Yearn Finance Suffers $11.54 Million Loss Due to Smart Contract Vulnerability
Summary
On April 13, 2023, Yearn Finance, a prominent DeFi protocol on the Ethereum blockchain, was exploited due to a misconfiguration in its yUSDT vault’s smart contract. The attacker leveraged this vulnerability to mint an excessive number of yUSDT tokens, which were subsequently exchanged for stablecoins.

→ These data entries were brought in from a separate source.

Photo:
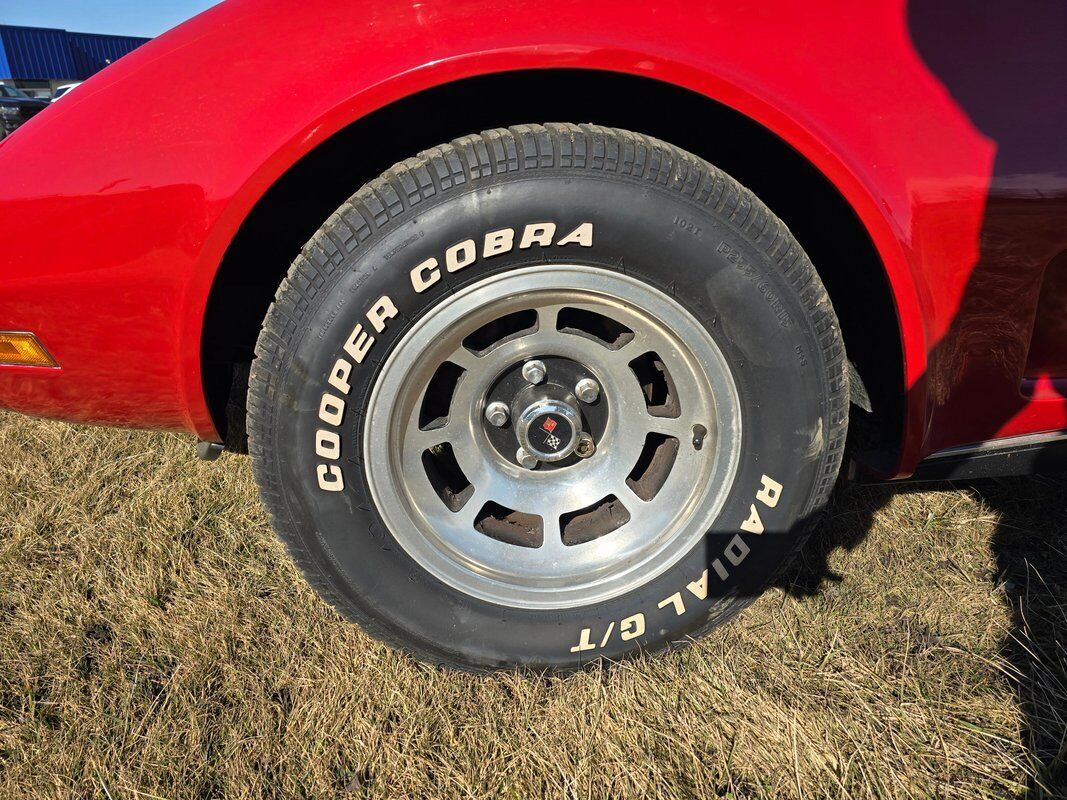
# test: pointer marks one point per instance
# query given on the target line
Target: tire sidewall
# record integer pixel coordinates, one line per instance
(649, 232)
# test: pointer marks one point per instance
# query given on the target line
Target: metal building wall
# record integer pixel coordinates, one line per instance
(93, 51)
(49, 53)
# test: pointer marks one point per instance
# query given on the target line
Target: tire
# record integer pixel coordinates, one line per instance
(593, 251)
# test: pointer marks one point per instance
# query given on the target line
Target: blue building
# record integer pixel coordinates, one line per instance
(37, 60)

The exploit led to the loss of approximately $11.54 million.
Attackers
The attackers are unidentified, but their wallet addresses and contracts are known:
Attacker Addresses:
- 0x5bac20beef31d0eccb369a33514831ed8e9cdfe0
- 0x16Af29b7eFbf019ef30aae9023A5140c012374A5
- 0x6f4A6262d06272c8B2E00Ce75e76d84b9D6F6aB8
Malicious Contracts:
Losses
Yearn Finance lost approximately $11.54 million in the exploit. The funds were predominantly in U.S. dollar-pegged stablecoins, including DAI, USDT, USDC, BUSD, and TUSD.
Timeline
- April 13, 2023, 05:52:35 AM +UTC: The attacker exploited the vulnerability in Yearn Finance’s yUSDT vault. First transaction and second transaction.
- April 13, 2023: Yearn Finance team acknowledges the incident and clarifies that the exploit occurred in the legacy Yearn protocol and liquidity pool but did not affect Yearn v2 vaults.
- April 13, 2023: Aave developers clarify that Aave V1, V2, and V3 contracts were not impacted by the exploit.
- April 13, 2023: The attacker transferred 1000 ETH to Tornado Cash from their second wallet.
Security Failure Causes
- Smart contract misconfiguration: The root cause of the vulnerability was a misconfiguration in the yUSDT vault’s smart contract. Specifically, the contract utilized the iUSDC token instead of the iUSDT token, leading to a mistaken dependency on the pool’s underlying token. This error was present at the time of deployment and went unnoticed for approximately 1000 days.